Electoral system: for a simple reform
The reasons for reforming Quebec’s electoral system are very serious. The single-member voting system we use does not reflect the real support of political parties in the population. In 2018, the CAQ obtained 59% of the deputies with only 37.4% of the popular votes, while the PQ and QS with 17% and 16% of the votes each obtained 8% of the deputies. This is a well-known defect of this voting system.
This voting system creates inequalities among voters, where many citizens have no representatives. In 2018, 54.5% of voters voted for candidates who were defeated, and all MPs were elected by 45.5% of valid votes. Some of the 37.4% of votes obtained by the CAQ went to candidates who were beaten, and the majority government was actually elected by 28.9% of voters.

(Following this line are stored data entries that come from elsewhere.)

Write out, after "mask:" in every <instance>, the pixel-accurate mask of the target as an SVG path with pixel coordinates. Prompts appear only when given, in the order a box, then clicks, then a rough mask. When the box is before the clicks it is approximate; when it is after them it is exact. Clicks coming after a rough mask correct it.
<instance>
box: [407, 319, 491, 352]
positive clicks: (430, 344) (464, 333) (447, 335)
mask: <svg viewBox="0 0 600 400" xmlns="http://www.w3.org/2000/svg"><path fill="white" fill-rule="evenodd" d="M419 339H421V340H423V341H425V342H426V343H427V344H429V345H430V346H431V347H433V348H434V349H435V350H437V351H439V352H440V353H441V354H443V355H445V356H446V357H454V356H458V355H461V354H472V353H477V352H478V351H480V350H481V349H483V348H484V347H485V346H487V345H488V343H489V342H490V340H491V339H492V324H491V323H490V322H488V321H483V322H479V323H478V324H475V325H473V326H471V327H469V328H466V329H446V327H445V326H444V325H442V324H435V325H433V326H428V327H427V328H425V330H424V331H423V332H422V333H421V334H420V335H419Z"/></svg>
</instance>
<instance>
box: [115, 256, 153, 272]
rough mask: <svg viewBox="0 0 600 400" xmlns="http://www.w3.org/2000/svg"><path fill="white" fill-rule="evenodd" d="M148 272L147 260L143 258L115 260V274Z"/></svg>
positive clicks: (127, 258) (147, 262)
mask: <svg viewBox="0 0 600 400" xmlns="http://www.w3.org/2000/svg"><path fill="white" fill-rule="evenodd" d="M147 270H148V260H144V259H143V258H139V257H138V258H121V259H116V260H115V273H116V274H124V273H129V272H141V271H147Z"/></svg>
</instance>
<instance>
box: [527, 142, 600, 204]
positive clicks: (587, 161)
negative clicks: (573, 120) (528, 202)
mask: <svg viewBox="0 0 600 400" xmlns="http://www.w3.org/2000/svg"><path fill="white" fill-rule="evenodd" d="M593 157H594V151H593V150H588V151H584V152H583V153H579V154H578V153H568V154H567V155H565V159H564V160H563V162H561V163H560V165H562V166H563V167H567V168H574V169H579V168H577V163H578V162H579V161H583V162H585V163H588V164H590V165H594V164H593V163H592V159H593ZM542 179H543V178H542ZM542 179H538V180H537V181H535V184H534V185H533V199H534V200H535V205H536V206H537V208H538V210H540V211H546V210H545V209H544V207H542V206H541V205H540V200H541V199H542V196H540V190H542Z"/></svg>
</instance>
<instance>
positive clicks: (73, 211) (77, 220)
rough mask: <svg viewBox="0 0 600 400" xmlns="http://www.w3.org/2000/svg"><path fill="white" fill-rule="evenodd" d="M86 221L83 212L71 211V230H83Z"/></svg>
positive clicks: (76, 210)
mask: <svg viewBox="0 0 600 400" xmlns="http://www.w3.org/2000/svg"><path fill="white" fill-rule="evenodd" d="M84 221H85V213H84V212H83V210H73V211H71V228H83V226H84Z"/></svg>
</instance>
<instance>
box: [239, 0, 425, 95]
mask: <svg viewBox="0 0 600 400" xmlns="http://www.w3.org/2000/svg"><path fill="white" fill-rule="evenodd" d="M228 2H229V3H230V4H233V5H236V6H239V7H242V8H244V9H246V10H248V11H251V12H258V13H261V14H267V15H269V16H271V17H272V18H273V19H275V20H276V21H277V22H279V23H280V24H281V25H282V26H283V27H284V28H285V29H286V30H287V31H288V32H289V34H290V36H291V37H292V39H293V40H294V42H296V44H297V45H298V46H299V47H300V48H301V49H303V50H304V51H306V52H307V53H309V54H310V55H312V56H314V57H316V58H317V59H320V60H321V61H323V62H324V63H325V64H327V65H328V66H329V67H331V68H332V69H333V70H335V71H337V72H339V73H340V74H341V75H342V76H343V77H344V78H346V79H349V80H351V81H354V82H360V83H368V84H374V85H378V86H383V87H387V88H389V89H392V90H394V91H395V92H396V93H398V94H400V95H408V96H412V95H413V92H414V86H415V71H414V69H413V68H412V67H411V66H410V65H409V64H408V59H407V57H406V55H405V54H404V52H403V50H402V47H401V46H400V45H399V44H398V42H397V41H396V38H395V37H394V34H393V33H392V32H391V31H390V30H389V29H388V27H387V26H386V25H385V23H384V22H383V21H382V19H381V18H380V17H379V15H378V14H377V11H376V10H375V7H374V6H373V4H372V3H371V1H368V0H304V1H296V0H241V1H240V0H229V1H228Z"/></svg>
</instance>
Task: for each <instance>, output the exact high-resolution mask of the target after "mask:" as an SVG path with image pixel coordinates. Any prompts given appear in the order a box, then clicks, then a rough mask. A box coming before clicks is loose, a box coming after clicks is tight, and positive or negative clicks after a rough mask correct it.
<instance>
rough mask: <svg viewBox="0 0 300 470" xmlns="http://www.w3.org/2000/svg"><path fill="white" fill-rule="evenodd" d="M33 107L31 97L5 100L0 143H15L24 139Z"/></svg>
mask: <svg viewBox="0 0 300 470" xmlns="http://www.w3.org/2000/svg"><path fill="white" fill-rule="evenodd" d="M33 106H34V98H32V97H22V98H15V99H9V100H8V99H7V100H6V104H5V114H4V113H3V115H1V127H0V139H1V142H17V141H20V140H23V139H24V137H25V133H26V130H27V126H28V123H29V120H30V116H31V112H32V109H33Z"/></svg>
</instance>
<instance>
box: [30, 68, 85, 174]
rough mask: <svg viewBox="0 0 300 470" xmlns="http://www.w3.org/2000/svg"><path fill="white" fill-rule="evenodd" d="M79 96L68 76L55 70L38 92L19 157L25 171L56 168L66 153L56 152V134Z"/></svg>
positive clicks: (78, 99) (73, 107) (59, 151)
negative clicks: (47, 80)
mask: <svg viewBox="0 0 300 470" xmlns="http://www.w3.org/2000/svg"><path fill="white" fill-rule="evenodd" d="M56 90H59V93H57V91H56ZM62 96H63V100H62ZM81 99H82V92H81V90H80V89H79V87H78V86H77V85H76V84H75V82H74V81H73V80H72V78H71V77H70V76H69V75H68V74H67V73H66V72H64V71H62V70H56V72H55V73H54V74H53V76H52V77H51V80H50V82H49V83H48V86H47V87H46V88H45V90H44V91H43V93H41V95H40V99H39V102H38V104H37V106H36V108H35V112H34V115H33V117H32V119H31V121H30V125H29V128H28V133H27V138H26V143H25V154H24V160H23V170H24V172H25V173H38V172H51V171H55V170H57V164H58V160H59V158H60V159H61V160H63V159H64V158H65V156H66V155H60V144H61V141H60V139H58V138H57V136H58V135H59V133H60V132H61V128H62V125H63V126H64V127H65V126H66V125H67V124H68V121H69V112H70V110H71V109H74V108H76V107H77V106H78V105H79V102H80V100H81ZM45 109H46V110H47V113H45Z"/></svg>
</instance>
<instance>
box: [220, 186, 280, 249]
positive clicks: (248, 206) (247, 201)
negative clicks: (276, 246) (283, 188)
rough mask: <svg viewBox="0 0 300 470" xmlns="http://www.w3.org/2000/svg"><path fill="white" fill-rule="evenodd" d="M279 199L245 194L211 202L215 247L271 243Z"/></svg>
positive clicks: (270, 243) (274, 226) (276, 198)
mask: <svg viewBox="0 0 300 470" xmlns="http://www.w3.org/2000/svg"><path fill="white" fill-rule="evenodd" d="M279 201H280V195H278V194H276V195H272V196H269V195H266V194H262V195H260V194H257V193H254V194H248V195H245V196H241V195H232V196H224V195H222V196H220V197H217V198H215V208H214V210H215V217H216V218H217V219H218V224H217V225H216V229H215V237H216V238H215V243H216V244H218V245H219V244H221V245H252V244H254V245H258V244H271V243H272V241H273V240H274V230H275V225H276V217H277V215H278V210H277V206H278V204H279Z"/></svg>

This is what a reform should correct. The CAQ and three other parties have committed to implement a “mixed compensatory proportional vote with regional lists”. Minister LeBel announced plans to create a mixed system with 80 single-member constituencies and 45 compensatory seats. This project is the subject of criticism that is not all justified.
The 45 deputies elected on a compensatory basis are sometimes described as “unelected”. In a mixed system, not all MPs are elected in the same way, but all are elected, some by the first vote of the electorate in the single-member constituencies, and some by the second vote of the electors.
There is also the prospect that our parliamentary regime will be destabilized by “radical or extremist groups” that could gain access to the National Assembly. This criticism is justified only when it is applied in constituencies where a large number of deputies are elected. But one can also make a “moderate proportional representation”, applied in constituencies where are elected between 3 and 5 deputies.
To have an elected representative in a 5-seat constituency, a party must obtain about 16% of the votes, and in a 3-seat constituency it must reach about 25%.